Right - 'Our Lady of the Isles' on South Uist, by Hew Lorimer. Lorimer's child is supported by its mother as the Outer Hebrides clings to the North West of the Scottish Mainland and European Continent.
Carrick was never part of the inner circle of artists favoured by Sir Robert Lorimer. However when his son Hew decided on an artistic career it was Carrick who ensured that he received the best training possible when he began attending the Edinburgh College of Art in 1930. Hew Lorimer went on to establish himself as a leading artist developing a clean style of carving in granite in which form was simplified without abandoning the figurative tradition. Lorimer favoured granite, a material which Carrick never worked in. Lorimer's work was also greatly influenced by English sculptor Eric Gill and worked with the artist for a time.
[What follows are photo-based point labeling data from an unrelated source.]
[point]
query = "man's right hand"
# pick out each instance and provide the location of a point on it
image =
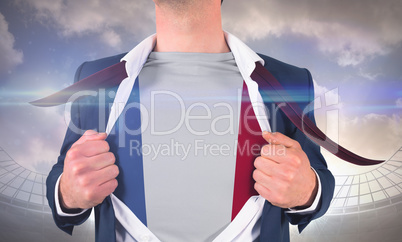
(89, 173)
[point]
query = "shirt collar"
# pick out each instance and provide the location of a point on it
(244, 56)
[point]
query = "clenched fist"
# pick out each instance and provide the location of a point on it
(283, 175)
(89, 173)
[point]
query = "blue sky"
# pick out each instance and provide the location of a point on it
(353, 48)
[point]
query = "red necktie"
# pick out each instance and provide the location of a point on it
(114, 74)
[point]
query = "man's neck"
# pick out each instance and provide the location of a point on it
(198, 29)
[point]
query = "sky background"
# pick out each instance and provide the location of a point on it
(352, 48)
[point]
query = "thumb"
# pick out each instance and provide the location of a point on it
(90, 135)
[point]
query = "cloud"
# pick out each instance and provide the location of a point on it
(110, 20)
(9, 57)
(374, 136)
(399, 102)
(350, 31)
(32, 136)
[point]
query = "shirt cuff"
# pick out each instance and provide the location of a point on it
(313, 206)
(57, 202)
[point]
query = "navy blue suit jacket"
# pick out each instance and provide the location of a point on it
(275, 222)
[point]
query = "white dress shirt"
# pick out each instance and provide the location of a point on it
(241, 229)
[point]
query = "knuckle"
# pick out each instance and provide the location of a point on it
(265, 150)
(76, 169)
(115, 183)
(258, 161)
(88, 195)
(105, 145)
(72, 154)
(111, 157)
(255, 175)
(115, 170)
(83, 182)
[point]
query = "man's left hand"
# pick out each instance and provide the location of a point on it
(283, 175)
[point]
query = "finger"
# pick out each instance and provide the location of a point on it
(106, 188)
(274, 152)
(100, 161)
(90, 135)
(93, 147)
(280, 139)
(106, 174)
(267, 166)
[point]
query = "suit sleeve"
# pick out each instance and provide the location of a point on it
(66, 223)
(318, 162)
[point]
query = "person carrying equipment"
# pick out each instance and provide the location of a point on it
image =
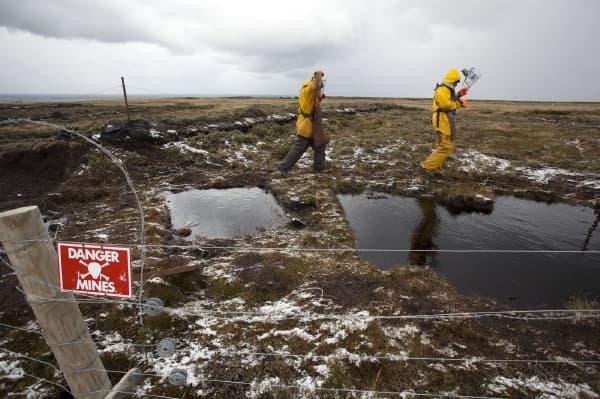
(309, 99)
(444, 105)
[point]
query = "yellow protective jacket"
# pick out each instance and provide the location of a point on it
(445, 103)
(306, 105)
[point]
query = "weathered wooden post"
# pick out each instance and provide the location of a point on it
(125, 95)
(32, 255)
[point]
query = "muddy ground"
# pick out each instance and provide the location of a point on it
(542, 151)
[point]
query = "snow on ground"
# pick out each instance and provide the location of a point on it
(183, 148)
(544, 389)
(475, 161)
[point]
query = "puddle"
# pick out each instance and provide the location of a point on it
(521, 280)
(224, 213)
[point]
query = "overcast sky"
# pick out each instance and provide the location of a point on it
(525, 49)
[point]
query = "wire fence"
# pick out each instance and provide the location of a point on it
(279, 316)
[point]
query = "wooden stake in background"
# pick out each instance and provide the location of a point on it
(33, 257)
(125, 95)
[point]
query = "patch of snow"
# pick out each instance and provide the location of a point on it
(474, 160)
(545, 174)
(258, 388)
(438, 366)
(155, 133)
(543, 388)
(183, 148)
(323, 370)
(593, 184)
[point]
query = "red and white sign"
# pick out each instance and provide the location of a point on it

In his essay on Hew Lorimer Duncan MacMillan wrote 'It was he [Carrick] who encouraged young Lorimer's nascent ambition to see his art integrated with his spiritual life. Direct stone carving seemed particularly well-suited to this end. There were the great traditions of Romanesque and Gothic religious sculpture, with which Lorimer had already begun to familiarise himself, to serve as an inspiration. Stone-carving, too, suggests the simplest and most unambiguous realisation of the idea of truth to material.'
In a letter to the author in 1992 Hew Lorimer said of Carrick that -
"He was a darling man. He encouraged me to go in for sculpture. If he had had more influence the RSA wouldn't be folding up now as it appears to be doing!...He had a much clearer and better sense of the fundamental difference between modelling and carving, and he was never overwhelmed by the painters who had no understanding of the damage the preponderance of [their] influence did...I had the great good fortune of working at Eric Gill's place, he carried me on where Carrick left off."